He relies on a core of young players like 22-year-old Sesko, Senne Lammens (23), Amad Diallo (23), Patrick Dorgu (21) and Leny Yoro (20). When Yoro had to be taken out of the firing line after a poor performance against Crystal Palace, Amorim had to pick 19-year-old Ayden Heaven.
They're all players United are betting on getting better. At the moment, though, they're not the finished article. In the last couple of weeks, Amorim has used the word "struggling" to describe Sesko and Dorgu.
Argentina's FIFA World Cup-winning goalkeeper Emiliano Martnez (33) could have been signed instead of Lammens. England striker Ollie Watkins (29) was an alternative to Sesko. Both Martnez and Watkins would have made United better now, but it would have gone against the club designated recruitment policy of bringing in younger players. Instead of Marttnez and Watkins, the decision was made to sign players with one eye on the future. Still, despite their relative lack of experience, the likes of Sesko, Dorgu and Lammens are expected to be part of a team which wins right away.
"I think it's clear it's going to take time," said Amorim on Nov. 29. "Especially now in the Premier League when every other club is really prepared for everything. They are improving a lot. Then, we need to win now, if not, something is going to change and we know that. We just need to be better.
"It's not good to be Manchester United and not winning. There is no time here, so that's the feeling I have and why I'm frustrated all the time."
In the aftermath of the draw with West Ham, Amorim appeared as frustrated as he's ever been as he conducted a spiky postmatch news conference. At the same time in the tunnel, Diogo Dalot was mapping out exactly why things feel like they're on such a knife-edge. He's been at the club long enough -- eight years next summer -- to know that even if United need time, you can't be the one to ask for it.
"I think we've shown this season that we can be a very good team and we can beat anybody," he said. "Sometimes, it's not football qualities. It has to be from inside.
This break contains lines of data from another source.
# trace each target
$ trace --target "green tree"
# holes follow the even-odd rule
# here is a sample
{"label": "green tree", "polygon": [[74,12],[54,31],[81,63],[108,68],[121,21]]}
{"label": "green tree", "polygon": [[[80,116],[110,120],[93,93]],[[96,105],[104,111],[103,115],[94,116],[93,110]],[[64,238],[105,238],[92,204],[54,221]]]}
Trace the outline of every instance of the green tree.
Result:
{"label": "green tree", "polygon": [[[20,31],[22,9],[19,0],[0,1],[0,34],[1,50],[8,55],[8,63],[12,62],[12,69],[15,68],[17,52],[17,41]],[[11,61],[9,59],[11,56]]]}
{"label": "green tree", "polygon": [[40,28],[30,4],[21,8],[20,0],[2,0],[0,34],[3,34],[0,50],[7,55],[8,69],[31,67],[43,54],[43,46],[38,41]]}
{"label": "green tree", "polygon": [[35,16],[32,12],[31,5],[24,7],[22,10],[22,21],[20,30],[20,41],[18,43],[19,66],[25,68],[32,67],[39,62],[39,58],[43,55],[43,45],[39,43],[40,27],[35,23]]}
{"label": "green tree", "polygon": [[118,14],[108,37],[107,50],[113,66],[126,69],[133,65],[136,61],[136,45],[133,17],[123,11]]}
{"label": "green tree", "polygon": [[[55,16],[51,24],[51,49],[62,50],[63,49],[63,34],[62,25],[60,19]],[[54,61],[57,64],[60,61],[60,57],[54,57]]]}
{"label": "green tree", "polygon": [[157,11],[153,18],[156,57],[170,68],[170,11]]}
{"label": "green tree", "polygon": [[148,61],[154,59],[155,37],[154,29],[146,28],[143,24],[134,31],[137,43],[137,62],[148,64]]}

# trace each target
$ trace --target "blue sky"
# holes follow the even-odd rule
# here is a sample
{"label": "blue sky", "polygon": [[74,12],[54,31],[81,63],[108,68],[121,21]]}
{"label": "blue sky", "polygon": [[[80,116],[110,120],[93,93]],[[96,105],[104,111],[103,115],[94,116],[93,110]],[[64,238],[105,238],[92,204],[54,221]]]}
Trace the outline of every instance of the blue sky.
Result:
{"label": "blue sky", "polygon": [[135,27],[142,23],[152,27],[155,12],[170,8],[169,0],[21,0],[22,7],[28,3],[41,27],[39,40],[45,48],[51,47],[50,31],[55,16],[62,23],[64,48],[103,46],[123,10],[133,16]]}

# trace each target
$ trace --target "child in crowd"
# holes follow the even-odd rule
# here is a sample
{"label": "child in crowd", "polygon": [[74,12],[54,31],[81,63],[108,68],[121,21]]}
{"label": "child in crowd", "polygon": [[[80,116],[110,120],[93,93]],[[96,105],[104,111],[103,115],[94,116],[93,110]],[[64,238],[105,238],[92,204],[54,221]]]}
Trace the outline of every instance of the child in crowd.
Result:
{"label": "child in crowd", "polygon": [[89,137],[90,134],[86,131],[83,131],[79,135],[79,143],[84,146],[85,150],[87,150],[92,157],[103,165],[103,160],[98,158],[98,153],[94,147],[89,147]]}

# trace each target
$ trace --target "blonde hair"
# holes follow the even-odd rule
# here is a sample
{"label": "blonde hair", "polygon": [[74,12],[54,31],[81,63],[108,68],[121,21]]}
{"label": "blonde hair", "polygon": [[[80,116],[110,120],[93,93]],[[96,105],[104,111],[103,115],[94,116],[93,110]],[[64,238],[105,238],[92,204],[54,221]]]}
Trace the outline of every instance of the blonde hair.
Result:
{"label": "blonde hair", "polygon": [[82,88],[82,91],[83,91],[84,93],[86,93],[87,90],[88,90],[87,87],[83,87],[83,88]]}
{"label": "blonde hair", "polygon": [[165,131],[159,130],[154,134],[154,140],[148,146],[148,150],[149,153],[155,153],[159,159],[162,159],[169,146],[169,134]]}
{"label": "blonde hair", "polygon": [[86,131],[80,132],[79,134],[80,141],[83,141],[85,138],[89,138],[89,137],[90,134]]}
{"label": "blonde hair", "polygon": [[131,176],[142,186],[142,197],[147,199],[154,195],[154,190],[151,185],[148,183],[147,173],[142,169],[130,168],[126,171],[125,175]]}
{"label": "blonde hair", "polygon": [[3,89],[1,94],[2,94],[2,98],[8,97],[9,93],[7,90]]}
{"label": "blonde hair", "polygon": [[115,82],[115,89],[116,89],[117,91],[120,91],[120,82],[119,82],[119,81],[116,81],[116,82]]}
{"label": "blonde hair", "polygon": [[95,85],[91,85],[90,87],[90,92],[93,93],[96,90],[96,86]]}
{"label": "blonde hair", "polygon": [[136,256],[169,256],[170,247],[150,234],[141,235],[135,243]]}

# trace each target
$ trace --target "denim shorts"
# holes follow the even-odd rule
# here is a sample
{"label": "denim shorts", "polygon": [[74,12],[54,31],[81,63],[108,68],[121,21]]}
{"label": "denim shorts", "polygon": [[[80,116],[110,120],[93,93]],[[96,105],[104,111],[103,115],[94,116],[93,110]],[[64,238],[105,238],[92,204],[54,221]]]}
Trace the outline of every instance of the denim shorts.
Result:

It has to be from the anger and the drive that you have every day to win football games and to live your life like that.
"I'm not going to get into the 'we need time' thing. I think we have to win straight away because that's what the club demands, but it's a process."
The next stage of United's process is to strengthen the areas of the squad which are not up to scratch. Amorim's system requires at least one high-energy and capable, specialist wing-backs -- both of which he doesn't have.
It was a conscious decision taken by the club in the summer to spend the bulk of the budget on improving the attacking options rather than spread their funds around. It's given the squad an uneven look, but CEO Omar Berrada and director of football have gone for phased improvement rather than a 'shock and awe' transfer strategy. The plan, sources have told ESPN, is to sign someone like Nottingham Forest midfielder Elliot Anderson ahead of next season, possibly two.
That, though, will be of little comfort to Amorim as he prepares to make do with what he has at Wolves on Monday. The United manager, under pressure again, is facing a must-win game with a win-later squad.